See Burkett v. Panama City Coca-Cola Bottling Company, Fla. 1957, 93 So.2d 580; Miami Coca-Cola Bottling Company v. Reisinger, Fla. 1953, 68 So.2d 589; and Coca-Cola Bottling Company v. Clark, Fla. App. 1974, 299 So.2d 78.
The basic question in the instant appeal is whether the trial court properly granted appellee's motion for a directed verdict at the close of appellant's case. The answer to that question depends upon whether or not appellant adduced sufficient evidence during the presentation of her case to invoke the doctrine of res ipsa loquitur.
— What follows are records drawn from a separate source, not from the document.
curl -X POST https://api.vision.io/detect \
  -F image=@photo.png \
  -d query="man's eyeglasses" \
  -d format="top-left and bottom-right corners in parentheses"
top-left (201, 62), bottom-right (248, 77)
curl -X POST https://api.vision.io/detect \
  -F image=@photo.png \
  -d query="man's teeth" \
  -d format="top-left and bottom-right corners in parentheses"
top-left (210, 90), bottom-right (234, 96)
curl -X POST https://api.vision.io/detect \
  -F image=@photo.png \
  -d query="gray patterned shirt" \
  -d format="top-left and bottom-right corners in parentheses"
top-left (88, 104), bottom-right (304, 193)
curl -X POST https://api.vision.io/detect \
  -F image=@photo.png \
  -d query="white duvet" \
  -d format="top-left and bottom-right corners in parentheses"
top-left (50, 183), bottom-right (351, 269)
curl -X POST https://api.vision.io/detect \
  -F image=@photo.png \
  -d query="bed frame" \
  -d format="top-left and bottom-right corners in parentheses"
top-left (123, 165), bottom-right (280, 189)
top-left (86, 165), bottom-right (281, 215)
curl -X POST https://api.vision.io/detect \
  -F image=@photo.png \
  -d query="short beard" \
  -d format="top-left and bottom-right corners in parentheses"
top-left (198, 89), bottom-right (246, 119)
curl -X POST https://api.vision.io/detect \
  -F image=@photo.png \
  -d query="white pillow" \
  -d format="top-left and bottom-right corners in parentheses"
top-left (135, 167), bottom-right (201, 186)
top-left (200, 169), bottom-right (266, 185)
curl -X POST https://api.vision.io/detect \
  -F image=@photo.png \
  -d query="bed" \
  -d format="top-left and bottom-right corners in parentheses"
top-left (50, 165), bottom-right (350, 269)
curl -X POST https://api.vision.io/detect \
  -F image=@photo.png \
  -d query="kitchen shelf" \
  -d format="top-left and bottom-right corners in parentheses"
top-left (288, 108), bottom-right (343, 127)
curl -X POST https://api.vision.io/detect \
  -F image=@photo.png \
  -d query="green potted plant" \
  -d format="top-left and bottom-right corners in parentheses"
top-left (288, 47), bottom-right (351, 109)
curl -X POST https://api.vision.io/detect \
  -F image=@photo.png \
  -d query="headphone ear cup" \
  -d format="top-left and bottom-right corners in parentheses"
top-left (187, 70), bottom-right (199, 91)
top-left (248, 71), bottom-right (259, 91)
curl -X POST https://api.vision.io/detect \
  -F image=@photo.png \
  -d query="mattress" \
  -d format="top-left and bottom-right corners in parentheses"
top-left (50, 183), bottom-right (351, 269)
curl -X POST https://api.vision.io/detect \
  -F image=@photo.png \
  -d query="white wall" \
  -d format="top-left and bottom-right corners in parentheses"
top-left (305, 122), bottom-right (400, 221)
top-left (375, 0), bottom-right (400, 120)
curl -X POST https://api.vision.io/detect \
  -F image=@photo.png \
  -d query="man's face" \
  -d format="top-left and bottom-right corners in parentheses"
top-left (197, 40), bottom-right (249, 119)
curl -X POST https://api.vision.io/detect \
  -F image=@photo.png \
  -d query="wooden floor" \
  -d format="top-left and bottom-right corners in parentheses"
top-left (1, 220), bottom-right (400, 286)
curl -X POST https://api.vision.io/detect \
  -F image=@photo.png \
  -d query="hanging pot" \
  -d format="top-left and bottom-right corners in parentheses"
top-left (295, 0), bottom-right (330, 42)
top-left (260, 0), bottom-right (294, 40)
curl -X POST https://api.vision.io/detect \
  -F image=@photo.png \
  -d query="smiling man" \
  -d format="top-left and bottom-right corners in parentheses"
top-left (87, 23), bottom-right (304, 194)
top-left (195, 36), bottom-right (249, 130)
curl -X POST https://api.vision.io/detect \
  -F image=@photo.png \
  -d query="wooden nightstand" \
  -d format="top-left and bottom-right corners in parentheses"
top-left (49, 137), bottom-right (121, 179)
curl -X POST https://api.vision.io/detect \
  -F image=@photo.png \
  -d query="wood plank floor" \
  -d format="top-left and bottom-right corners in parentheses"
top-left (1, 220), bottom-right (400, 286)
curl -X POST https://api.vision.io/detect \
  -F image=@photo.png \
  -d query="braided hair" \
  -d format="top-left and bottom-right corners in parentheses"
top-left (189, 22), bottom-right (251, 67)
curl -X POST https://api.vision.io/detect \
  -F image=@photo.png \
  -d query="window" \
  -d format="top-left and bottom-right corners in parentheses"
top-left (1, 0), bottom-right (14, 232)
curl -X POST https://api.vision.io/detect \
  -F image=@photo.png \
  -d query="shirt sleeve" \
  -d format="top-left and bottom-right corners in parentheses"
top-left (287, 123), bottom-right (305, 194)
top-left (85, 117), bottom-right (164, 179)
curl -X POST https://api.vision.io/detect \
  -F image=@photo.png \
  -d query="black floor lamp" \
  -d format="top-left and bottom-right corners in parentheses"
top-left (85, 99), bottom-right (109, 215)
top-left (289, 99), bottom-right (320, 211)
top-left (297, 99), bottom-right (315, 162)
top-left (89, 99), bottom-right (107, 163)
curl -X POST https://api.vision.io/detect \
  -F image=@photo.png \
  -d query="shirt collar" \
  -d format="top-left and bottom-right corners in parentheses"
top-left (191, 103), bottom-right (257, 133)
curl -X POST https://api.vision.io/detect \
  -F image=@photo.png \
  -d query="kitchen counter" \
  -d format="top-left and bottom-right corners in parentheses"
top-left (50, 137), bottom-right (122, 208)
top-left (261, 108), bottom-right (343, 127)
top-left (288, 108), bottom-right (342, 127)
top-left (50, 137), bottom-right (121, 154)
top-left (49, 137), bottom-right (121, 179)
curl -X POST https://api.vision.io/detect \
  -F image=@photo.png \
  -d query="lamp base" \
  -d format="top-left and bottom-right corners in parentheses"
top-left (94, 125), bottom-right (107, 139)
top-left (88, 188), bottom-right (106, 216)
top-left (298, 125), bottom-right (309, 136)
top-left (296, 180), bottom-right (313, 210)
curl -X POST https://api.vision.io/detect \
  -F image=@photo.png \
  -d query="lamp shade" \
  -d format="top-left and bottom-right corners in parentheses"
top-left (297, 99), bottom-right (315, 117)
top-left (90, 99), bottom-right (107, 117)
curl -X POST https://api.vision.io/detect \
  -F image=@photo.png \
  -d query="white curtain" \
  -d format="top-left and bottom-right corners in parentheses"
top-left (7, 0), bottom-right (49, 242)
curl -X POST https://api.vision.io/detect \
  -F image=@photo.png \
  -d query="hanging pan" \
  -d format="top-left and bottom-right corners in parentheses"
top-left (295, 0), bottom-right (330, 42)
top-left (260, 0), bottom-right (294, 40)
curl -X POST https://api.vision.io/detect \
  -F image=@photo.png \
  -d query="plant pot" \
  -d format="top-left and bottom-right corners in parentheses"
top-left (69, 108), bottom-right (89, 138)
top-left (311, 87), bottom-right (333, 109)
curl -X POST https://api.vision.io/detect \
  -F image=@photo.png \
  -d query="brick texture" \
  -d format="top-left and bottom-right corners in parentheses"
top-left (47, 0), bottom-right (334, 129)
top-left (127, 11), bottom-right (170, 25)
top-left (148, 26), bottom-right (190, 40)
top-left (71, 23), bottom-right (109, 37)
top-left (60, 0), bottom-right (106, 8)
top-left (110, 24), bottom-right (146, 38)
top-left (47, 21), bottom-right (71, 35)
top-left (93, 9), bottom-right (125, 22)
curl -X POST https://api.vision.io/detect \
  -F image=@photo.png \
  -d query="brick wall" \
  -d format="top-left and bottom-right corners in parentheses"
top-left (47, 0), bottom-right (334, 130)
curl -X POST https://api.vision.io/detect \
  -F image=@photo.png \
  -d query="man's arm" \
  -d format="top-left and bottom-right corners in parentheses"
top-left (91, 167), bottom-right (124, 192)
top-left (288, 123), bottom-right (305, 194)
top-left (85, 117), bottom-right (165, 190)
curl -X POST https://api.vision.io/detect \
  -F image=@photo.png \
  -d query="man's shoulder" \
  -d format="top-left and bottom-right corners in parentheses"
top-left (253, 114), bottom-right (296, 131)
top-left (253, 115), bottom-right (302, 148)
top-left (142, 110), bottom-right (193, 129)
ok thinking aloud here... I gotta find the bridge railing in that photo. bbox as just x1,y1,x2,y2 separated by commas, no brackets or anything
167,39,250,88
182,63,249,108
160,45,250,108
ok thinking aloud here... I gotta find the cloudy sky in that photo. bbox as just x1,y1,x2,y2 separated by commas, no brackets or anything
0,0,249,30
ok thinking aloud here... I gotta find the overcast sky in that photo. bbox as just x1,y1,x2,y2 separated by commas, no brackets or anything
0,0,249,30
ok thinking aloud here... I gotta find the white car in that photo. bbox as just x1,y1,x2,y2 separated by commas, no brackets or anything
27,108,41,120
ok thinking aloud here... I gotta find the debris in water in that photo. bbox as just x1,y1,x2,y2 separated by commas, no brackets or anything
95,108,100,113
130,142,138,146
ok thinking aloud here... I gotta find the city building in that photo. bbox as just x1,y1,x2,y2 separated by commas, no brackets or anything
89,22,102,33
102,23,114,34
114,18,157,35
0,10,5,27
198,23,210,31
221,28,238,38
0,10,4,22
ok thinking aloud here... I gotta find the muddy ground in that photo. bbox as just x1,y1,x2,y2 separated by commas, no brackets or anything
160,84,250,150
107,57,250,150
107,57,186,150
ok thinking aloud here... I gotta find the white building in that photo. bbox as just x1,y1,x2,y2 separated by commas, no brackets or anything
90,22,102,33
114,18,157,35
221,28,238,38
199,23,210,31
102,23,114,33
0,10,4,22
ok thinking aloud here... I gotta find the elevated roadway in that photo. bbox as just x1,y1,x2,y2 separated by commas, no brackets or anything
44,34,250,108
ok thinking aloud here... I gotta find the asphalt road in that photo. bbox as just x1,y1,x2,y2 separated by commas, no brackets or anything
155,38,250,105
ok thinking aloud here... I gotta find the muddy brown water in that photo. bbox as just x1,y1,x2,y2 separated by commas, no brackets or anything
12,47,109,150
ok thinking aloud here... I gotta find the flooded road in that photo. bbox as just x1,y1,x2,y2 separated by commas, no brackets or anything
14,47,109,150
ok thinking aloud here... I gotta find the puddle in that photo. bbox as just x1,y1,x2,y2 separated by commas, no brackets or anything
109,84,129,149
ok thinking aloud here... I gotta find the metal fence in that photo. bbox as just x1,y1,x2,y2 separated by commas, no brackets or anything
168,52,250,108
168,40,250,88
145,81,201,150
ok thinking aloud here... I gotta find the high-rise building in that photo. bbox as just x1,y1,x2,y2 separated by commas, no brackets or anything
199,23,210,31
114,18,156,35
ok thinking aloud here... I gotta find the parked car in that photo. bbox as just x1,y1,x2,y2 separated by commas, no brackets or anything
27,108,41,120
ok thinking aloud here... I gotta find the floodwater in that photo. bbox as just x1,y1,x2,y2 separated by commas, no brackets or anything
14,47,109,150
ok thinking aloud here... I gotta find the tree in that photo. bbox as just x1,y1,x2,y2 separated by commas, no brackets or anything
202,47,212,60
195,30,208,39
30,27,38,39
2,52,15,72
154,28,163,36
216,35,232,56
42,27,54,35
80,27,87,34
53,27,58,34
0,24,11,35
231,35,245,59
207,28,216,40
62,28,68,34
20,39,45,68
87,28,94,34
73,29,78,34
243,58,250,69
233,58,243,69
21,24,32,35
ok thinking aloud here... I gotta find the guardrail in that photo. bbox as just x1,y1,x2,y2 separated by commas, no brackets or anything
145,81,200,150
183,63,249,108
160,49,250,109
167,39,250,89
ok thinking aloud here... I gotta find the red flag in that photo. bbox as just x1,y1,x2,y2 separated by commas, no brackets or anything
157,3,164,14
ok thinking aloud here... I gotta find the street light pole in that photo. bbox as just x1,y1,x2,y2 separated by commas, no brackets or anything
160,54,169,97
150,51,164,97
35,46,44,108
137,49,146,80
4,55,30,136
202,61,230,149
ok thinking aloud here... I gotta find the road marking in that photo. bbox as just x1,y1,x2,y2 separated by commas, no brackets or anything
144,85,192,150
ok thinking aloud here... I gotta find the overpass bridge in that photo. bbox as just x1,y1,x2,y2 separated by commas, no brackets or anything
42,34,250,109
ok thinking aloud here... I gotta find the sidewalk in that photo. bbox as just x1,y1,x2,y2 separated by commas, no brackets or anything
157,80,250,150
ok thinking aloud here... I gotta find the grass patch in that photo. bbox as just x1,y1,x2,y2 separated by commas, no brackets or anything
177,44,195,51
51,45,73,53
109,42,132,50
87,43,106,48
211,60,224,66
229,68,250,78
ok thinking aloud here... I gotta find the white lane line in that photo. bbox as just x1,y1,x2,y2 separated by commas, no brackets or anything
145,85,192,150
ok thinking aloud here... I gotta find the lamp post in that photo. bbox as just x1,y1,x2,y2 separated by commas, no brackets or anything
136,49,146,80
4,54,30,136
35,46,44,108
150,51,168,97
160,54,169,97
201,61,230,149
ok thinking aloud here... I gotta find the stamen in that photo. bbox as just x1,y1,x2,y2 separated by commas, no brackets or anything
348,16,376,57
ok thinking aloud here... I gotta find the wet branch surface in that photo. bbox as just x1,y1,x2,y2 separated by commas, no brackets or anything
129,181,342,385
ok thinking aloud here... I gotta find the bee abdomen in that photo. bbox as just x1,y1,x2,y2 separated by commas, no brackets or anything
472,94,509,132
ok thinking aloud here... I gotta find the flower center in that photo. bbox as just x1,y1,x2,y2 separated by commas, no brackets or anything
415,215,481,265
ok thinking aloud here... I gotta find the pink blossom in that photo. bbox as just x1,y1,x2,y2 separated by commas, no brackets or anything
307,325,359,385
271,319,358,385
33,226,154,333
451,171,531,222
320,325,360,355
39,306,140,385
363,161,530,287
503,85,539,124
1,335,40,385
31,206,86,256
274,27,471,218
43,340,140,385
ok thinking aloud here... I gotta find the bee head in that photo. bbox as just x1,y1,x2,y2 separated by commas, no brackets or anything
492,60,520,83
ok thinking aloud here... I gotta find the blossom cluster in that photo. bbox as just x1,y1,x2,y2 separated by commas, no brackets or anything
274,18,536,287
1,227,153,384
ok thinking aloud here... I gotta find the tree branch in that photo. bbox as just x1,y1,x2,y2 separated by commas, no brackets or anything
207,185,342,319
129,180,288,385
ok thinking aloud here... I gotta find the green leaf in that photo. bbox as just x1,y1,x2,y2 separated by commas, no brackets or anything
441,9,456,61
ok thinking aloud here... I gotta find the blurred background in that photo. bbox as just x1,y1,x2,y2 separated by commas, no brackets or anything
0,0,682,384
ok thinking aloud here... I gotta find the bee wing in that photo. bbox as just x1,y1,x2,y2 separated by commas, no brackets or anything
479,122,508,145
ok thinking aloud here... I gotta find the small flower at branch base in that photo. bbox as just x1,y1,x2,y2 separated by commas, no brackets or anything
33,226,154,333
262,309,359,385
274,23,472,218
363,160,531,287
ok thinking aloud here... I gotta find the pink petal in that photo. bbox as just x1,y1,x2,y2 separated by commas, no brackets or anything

Upon a motion for directed verdict made at the close of a plaintiff's case, the moving party admits not only the facts adduced, but every conclusion favorable to his adversary fairly and reasonably inferable therefrom. McCabe v. Watson, Fla.App. 1969, 225 So.2d 346; Chowning v. Pierce, Fla.App. 1965, 174 So.2d 42; and Deese v. White Belt Dairy Farms, Inc., Fla.App. 1964, 160 So.2d 543. Applying this rule to the circumstantial evidence adduced by appellant, particularly in regard to her affirmatively showing that the bottle which exploded was not improperly handled after it left the possession and control of appellee, we are of the opinion that it was sufficient to call into play the doctrine of res ipsa loquitur. For res ipsa loquitur to be applicable, all that is needed is evidence from which reasonable persons could say that on the whole it is more likely that there was negligence associated with the cause of the exploding bottle than there was not.
In the instant case, we are of the opinion that appellant introduced sufficient evidence to preclude the trial court from saying that the jury could not reasonably infer such a conclusion. As pointed out in Groves, supra, a plaintiff is not required to do the impossible by accounting for every moment of a bottle's existence from the time it leaves a defendant manufacturer's possession and control; it is enough if he produces sufficient evidence of careful handling in general, and of the absence of unusual incidents, to permit reasonable persons on the jury to conclude that, more likely than not, the explosion was due to the defendant's negligence.
Because we have decided that the doctrine of res ipsa loquitur applies in the instant case, we are led to the conclusion that the trial court erred in granting appellee's motion for a directed verdict at the close of appellant's case. However, this opinion should not in any way be construed as commenting on the ultimate outcome of this matter. Further, having reached this decision, it is unnecessary for us to consider the other points raised on appeal by appellant.
We have considered the record, all points in the briefs, and arguments of counsel in the light of the controlling principles of law and have concluded that reversible error has been demonstrated. Therefore, for the reasons stated and upon the authorities cited, the final judgment appealed is reversed.